Anyway, the result is a gigantic chart, partly excerpted below.  And some discussion:

I wanted to see if there were patterns in how writers saw the monster. As it turned out, the patterns were clearer than I imagined. Nuclear holocaust was really popular after 1945; that’s to be expected. But the precipitous and permanent drop in nuclear war’s popularity after the dissolution of the U.S.S.R. in 1991 (see chart)? That surprised me.

….The easily spotted trends make the patterns’ total collapse in the mid-1990s even weirder. Human-created apocalypses shrink dramatically, and there’s a sudden spike of unexplained apocalypse scenarios at the turn of the century. What happened? One possibility is that every End started to feel clichéd. The terror of a possible nuclear war faded, and no new extravagant ways to kill ourselves appeared to replace it.

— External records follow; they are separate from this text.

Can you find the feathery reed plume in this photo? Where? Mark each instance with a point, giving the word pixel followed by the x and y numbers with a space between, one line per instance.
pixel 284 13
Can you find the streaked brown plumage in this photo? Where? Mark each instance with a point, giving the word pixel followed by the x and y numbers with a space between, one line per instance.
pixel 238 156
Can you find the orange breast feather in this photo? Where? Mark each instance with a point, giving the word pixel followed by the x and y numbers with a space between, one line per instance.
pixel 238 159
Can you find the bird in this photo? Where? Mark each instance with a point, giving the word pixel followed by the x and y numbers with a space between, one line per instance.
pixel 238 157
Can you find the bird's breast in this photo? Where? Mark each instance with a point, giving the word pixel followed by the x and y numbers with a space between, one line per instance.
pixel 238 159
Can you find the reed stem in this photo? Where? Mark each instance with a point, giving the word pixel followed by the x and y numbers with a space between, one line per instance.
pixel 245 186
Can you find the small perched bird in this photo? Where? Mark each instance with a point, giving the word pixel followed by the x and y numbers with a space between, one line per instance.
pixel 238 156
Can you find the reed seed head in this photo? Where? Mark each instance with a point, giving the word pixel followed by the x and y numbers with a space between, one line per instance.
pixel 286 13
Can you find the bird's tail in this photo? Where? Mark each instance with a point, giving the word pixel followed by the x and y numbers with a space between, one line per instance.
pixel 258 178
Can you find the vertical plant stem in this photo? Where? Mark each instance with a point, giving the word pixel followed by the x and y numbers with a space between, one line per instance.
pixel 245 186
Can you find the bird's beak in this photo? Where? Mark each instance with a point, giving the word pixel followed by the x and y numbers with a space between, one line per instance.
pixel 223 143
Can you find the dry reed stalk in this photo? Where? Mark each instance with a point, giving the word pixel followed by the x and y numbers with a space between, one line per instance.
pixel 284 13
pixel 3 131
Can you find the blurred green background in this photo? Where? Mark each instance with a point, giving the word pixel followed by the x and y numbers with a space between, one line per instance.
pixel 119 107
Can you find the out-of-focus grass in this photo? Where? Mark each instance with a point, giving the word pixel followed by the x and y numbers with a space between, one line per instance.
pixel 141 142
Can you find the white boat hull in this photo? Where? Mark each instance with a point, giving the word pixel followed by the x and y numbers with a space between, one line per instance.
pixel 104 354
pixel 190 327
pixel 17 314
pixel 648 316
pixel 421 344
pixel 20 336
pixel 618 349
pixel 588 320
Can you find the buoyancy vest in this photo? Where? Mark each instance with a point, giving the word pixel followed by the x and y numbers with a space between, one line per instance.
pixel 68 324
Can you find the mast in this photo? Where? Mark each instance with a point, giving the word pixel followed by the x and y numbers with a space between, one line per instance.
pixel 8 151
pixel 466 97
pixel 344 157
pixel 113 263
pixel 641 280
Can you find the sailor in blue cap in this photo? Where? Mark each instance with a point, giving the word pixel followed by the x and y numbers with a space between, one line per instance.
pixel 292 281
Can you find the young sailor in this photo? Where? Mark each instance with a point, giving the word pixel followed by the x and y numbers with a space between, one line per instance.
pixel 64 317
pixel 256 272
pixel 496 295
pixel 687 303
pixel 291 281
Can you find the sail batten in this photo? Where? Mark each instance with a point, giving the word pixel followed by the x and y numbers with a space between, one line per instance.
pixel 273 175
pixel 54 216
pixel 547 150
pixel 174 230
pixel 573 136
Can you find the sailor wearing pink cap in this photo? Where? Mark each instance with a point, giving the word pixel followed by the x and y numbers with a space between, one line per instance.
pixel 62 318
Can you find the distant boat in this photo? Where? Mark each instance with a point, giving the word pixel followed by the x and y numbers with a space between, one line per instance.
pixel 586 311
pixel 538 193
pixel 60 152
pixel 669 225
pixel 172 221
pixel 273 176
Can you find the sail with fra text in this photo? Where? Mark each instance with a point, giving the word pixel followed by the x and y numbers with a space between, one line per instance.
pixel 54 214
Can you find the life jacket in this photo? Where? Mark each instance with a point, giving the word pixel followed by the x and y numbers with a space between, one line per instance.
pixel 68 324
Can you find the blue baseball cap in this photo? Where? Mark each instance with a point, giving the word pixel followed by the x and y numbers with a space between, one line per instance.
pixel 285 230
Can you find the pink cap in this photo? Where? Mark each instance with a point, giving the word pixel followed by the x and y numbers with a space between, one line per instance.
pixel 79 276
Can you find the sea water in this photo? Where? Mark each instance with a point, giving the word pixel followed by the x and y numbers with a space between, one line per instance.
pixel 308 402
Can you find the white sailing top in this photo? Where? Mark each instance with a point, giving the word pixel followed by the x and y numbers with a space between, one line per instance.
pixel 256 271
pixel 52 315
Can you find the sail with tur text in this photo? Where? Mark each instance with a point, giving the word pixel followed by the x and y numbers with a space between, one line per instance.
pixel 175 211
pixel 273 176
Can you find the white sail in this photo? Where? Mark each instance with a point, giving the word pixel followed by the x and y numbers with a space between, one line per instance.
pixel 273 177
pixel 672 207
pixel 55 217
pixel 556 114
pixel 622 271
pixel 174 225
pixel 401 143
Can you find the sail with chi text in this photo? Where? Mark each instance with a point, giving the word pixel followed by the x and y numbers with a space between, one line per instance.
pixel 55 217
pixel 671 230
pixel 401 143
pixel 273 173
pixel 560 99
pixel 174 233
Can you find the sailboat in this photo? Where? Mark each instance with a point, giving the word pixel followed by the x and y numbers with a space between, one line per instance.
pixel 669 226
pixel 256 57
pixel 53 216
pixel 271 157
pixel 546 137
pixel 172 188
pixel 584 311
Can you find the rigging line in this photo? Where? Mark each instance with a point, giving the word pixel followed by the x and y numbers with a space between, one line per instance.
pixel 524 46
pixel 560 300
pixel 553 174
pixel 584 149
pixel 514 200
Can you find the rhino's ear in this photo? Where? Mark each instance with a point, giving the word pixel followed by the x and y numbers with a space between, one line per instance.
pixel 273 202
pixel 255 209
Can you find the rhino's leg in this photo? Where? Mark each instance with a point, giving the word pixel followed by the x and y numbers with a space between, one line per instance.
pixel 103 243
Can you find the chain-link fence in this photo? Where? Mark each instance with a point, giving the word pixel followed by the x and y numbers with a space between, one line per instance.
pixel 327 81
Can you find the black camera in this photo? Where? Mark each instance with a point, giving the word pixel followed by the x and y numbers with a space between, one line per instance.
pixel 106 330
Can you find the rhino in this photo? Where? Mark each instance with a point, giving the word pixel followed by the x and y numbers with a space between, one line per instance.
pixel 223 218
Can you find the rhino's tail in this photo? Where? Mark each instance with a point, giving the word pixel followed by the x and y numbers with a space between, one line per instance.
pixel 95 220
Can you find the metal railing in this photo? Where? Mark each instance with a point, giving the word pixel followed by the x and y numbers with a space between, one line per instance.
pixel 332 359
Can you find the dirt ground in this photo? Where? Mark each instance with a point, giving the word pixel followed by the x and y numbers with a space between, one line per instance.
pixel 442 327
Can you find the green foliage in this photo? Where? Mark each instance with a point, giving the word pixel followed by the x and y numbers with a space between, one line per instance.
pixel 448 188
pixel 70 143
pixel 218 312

My theory: most the explained apocalypses hightailed it to the movie theater, where practically the whole point of apocalyptic storytelling is to show you exactly how the planet is destroyed in loving IMAX/Technicolor/Dolby CGI detail.  This wouldn’t really be on my mind except that I’ve now seen the trailer for 2012 about a hundred times — it feels like a hundred times, anyway — and apparently the purpose of the movie is to make the entire genre obsolete by rolling up every disaster movie trope ever invented into one ultimate 2-hour extravaganza never to be surpassed.  Everything will be destroyed.  Every manner of destroying things will be used.  Every cliche will be exploited.  When you’re done, you will never need to see another disaster movie ever again!

Which is fine with me.  I’m just wondering if they’ll even pretend to tell a story while all this mayhem is going on.  Or is that too old school these days?

POSTSCRIPT: I also have a question about the chart: what happened in 2000?  Not a single work of planet-ending fiction in the entire year?  Really?